Utah GOP Congressional Candidate Says Santorum Is Wrong To Oppose Birth Control In Insurance Plans

UT-4 Republican candidate Stephen Sandstrom

WASHINGTON, DC — Utah State Rep. Stephen Sandstrom (R), currently running in his state’s newly-created 4th congressional district, broke with his party’s presidential frontrunner, Rick Santorum, over the weekend on whether any health insurance plans should cover birth control.

On Friday, Santorum told the Conservative Political Action Conference that he didn’t think health insurance plans ought to cover contraception because birth control “costs just a few dollars.” Santorum dismissed contraception as “not a critical economic need” and therefore wasn’t one of the “things you need insurance for.”

ThinkProgress asked Sandstrom about Santorum’s comments at CPAC the following day. Sandstrom, who describes himself as a “stalwart conservative,” nevertheless said Santorum was wrong to say that no insurance plans should cover birth control. Sandstrom argued that if individuals want contraception coverage or companies want to offer it, “then that’s fine.”

KEYES: Now some people are willing to go even a little bit further on the issue like former Sen. Santorum yesterday said that he didn’t think insurance plans should be covering birth control at all. It just wasn’t something that should fall under the purview. What do you think, do you think he’s right on that?

SANDSTROM: No, I differ a little bit.
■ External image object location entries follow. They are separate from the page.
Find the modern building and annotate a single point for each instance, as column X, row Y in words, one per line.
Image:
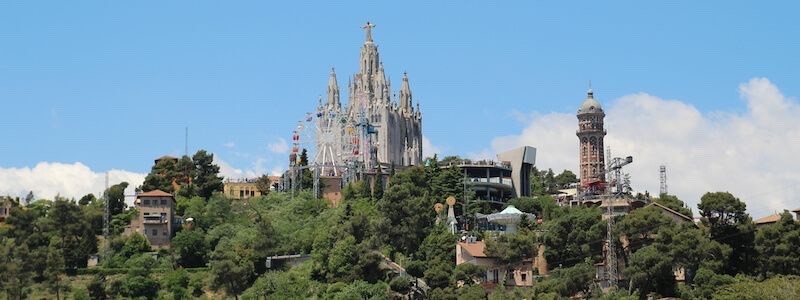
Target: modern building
column 499, row 181
column 156, row 218
column 590, row 136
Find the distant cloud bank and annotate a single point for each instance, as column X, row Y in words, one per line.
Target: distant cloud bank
column 48, row 179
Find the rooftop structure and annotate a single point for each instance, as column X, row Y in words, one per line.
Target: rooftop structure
column 508, row 217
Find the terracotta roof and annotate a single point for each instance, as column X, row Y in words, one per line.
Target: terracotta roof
column 672, row 211
column 154, row 193
column 768, row 219
column 166, row 157
column 474, row 249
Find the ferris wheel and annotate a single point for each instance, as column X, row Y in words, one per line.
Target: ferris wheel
column 329, row 138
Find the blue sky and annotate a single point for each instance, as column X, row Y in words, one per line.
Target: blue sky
column 113, row 85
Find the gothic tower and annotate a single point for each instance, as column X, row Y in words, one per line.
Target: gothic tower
column 590, row 135
column 396, row 124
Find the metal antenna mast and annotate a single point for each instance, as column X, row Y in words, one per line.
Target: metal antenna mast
column 614, row 165
column 663, row 173
column 107, row 212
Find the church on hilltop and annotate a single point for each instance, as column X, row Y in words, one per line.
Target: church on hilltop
column 379, row 128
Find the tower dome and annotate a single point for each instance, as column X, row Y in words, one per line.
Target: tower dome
column 590, row 105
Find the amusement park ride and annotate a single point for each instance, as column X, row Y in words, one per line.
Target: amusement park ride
column 338, row 144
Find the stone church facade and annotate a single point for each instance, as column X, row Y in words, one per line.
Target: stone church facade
column 394, row 122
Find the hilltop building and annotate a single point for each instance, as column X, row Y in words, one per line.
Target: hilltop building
column 156, row 218
column 590, row 135
column 240, row 189
column 521, row 273
column 499, row 181
column 6, row 203
column 378, row 129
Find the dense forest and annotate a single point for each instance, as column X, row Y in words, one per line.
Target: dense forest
column 45, row 245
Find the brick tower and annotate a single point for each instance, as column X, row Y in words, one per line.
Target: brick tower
column 590, row 135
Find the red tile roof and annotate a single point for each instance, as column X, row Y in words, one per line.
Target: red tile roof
column 768, row 219
column 474, row 249
column 155, row 193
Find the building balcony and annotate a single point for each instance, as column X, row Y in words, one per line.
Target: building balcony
column 154, row 220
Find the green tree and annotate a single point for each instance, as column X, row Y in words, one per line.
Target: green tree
column 184, row 176
column 306, row 176
column 263, row 184
column 778, row 287
column 691, row 249
column 97, row 287
column 177, row 283
column 86, row 199
column 706, row 283
column 232, row 269
column 15, row 276
column 116, row 198
column 673, row 203
column 549, row 182
column 54, row 271
column 407, row 210
column 208, row 180
column 730, row 224
column 650, row 271
column 567, row 281
column 29, row 198
column 778, row 247
column 565, row 179
column 400, row 284
column 191, row 248
column 641, row 227
column 574, row 236
column 469, row 273
column 73, row 234
column 512, row 247
column 161, row 176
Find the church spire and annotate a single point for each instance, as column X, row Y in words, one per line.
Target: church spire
column 405, row 95
column 333, row 91
column 369, row 60
column 368, row 31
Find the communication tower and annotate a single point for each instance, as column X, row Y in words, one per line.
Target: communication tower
column 663, row 175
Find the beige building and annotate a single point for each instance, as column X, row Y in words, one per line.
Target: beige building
column 5, row 207
column 156, row 217
column 241, row 189
column 512, row 274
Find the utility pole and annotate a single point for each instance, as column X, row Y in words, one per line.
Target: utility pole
column 663, row 175
column 615, row 165
column 107, row 212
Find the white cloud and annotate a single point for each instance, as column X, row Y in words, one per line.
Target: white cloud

I think it’s okay if an individual company makes that decision or an individual person wants insurance, they want to provide that option for people then that’s fine. But it should be the company making that decision, not the federal government deciding how they do it, and the individual making that decision.
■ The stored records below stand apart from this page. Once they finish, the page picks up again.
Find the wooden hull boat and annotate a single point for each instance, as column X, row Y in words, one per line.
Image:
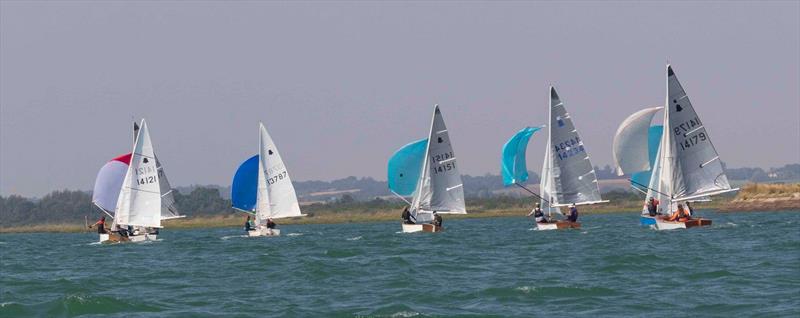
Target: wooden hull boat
column 426, row 227
column 263, row 231
column 661, row 224
column 558, row 225
column 117, row 238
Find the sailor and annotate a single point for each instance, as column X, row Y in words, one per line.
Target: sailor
column 406, row 216
column 248, row 225
column 573, row 213
column 689, row 210
column 680, row 215
column 119, row 230
column 538, row 214
column 101, row 225
column 652, row 206
column 437, row 219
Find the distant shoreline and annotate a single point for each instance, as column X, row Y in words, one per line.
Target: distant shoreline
column 237, row 220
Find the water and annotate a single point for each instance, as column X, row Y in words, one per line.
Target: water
column 747, row 264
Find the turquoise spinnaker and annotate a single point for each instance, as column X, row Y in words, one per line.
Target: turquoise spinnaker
column 653, row 141
column 405, row 166
column 513, row 165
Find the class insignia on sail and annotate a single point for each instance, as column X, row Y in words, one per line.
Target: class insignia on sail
column 133, row 190
column 262, row 188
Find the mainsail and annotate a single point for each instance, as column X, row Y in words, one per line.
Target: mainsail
column 571, row 177
column 692, row 165
column 139, row 203
column 439, row 187
column 262, row 185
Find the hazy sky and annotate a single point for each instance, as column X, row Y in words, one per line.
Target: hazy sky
column 340, row 86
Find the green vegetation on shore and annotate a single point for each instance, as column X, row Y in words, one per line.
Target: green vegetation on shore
column 64, row 211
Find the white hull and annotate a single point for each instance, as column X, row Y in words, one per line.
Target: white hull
column 413, row 228
column 114, row 238
column 672, row 225
column 557, row 225
column 263, row 231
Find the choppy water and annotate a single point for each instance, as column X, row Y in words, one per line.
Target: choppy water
column 747, row 264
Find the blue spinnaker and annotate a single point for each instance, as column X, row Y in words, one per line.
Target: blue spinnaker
column 642, row 178
column 405, row 166
column 513, row 165
column 245, row 185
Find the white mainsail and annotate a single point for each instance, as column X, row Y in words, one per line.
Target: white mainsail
column 440, row 187
column 688, row 168
column 694, row 165
column 571, row 175
column 631, row 142
column 139, row 202
column 168, row 208
column 276, row 197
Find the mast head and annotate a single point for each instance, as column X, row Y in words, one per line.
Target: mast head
column 553, row 94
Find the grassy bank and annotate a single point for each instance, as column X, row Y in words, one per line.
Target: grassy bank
column 360, row 215
column 766, row 197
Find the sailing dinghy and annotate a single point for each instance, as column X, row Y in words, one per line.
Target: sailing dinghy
column 683, row 164
column 133, row 189
column 262, row 187
column 426, row 170
column 567, row 173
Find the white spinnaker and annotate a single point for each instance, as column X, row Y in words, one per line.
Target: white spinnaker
column 282, row 200
column 572, row 172
column 440, row 188
column 139, row 203
column 631, row 142
column 696, row 169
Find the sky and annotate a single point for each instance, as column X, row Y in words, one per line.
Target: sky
column 341, row 85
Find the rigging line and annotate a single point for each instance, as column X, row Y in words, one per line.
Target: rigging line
column 648, row 188
column 531, row 192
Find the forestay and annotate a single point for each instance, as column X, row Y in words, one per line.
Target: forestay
column 694, row 167
column 405, row 166
column 571, row 173
column 513, row 164
column 631, row 142
column 139, row 203
column 440, row 188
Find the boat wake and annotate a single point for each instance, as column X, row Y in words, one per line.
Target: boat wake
column 231, row 236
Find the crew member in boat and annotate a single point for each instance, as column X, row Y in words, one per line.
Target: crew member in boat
column 652, row 206
column 406, row 216
column 248, row 225
column 681, row 215
column 119, row 230
column 437, row 219
column 101, row 225
column 538, row 214
column 573, row 213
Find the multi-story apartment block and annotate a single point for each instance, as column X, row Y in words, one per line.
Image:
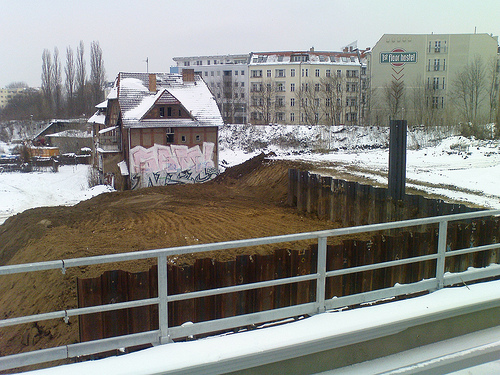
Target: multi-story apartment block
column 307, row 87
column 227, row 78
column 417, row 77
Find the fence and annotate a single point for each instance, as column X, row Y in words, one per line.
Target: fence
column 320, row 273
column 351, row 203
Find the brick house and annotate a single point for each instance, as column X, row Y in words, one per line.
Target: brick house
column 156, row 129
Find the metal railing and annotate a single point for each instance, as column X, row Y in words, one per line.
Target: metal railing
column 166, row 334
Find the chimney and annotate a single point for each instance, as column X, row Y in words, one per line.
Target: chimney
column 152, row 82
column 187, row 75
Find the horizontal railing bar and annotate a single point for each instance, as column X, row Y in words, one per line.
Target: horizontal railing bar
column 33, row 357
column 470, row 250
column 32, row 318
column 112, row 343
column 102, row 259
column 31, row 267
column 471, row 275
column 380, row 294
column 376, row 266
column 241, row 320
column 78, row 349
column 76, row 312
column 241, row 288
column 113, row 306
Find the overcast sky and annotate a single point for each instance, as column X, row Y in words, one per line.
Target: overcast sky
column 129, row 31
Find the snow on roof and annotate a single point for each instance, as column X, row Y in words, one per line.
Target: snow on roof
column 107, row 129
column 98, row 118
column 102, row 105
column 71, row 133
column 136, row 100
Santorum isn’t the only GOPer currently poo-pooing the cost of birth control. On Friday, Rep. Tom Price (R-GA), the number five Republican in the House of Representatives, told ThinkProgress that “there’s not one woman” who doesn’t have access to birth control.

In fact, birth control can cost women over $850 in the first year of their prescription. Combined with fees from the doctors visit, the out-of-pocket expense could rise to over $1,200 for uninsured women. Such price tags are prohibitive for millions of women; a recent survey found that one in three women voters have struggled to afford contraception at some point.